In this book I approach food and eating differently: focusing on the cultural and social dimensions of the culinary sphere in the small town of Hoi An and emphasizing the motivations and meanings of eating that transcend physiological needs or ecological constraints, I show that looking at foodways allows us to approach Vietnamese society and culture from a unique perspective. This, I demonstrate, is a powerful analytical lens that allows for new insights regarding the phenomenology of being Vietnamese.

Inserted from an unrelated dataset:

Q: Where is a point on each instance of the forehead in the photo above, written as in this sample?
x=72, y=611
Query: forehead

As a culinary ethnography of Hoi An, a prosperous market town of some 30,000 people in Central Vietnam, this book describes the local foodways and analyzes their social and cultural features. Hence, Rice Talks is first and foremost intended as a significant contribution to the anthropology of Vietnam, addressing the dearth of studies on Vietnamese foodways and, in particular, the neglect of the complex culinary sphere of Hoi An, a town that has been involved in global trade and cultural exchange for centuries.

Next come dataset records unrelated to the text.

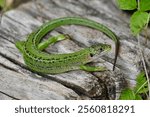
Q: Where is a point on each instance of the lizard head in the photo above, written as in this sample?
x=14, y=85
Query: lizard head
x=99, y=49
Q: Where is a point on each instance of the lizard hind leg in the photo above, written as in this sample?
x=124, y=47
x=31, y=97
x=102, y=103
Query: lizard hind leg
x=52, y=40
x=92, y=68
x=20, y=45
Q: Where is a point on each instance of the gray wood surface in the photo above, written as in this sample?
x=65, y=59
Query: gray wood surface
x=18, y=82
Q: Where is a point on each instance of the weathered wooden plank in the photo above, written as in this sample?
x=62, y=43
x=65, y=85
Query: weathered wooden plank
x=16, y=24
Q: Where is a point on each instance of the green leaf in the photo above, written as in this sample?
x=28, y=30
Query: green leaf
x=138, y=97
x=141, y=84
x=127, y=94
x=144, y=5
x=138, y=21
x=2, y=3
x=127, y=4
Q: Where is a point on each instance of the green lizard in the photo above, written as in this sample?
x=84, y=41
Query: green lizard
x=40, y=61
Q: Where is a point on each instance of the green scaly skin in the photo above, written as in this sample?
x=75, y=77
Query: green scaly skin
x=43, y=62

Rice Talks is also a theoretical project that seeks to understand the unique position and qualities of the culinary sphere as a cultural arena. As such, it goes beyond the conventional anthropological understanding of food and eating as reflections of other social and cultural phenomena by conceiving of the culinary sphere as an autonomous arena, where cultural production and social change are initiated and elaborated. I focus on the ways by which differing facets of identity such as gender, class, ethnicity, religious propensities, and even political orientations are constructed, maintained, negotiated, challenged, and changed within the culinary sphere.

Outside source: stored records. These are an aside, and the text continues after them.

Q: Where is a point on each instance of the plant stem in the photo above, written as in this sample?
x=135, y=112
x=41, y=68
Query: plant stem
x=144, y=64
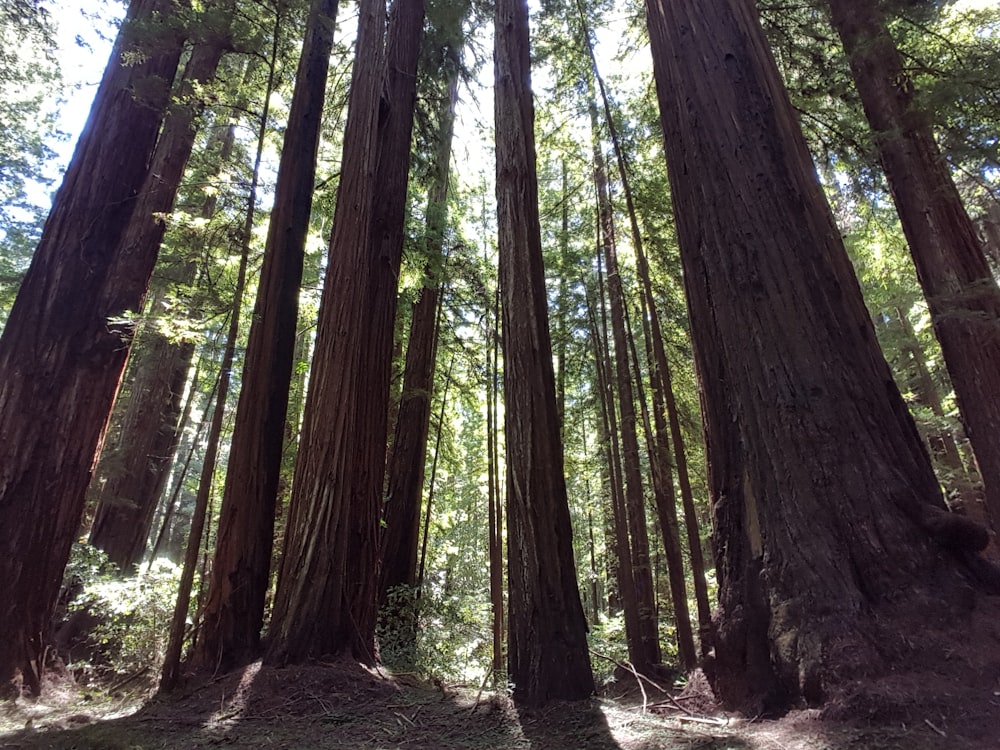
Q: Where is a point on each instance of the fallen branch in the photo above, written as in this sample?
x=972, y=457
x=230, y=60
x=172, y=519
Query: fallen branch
x=639, y=679
x=481, y=689
x=123, y=682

The ethnographic data presented in this book result from an ongoing project that began in 1998. While my initial twelve months of fieldwork in 19992000 laid the foundations for this book, repeated shorter stays of two to three months each year since 2001 have allowed for a close tracking of the powerful processes of development and change that characterized life in Hoi An during this period, and which still continue. Though change is an essential feature of every society and culture, taking it into account has always been problematic in anthropology, as the anthropological moment, as extended as it might be, is limited and not many ethnographers have the privilege of returning time and again to the field.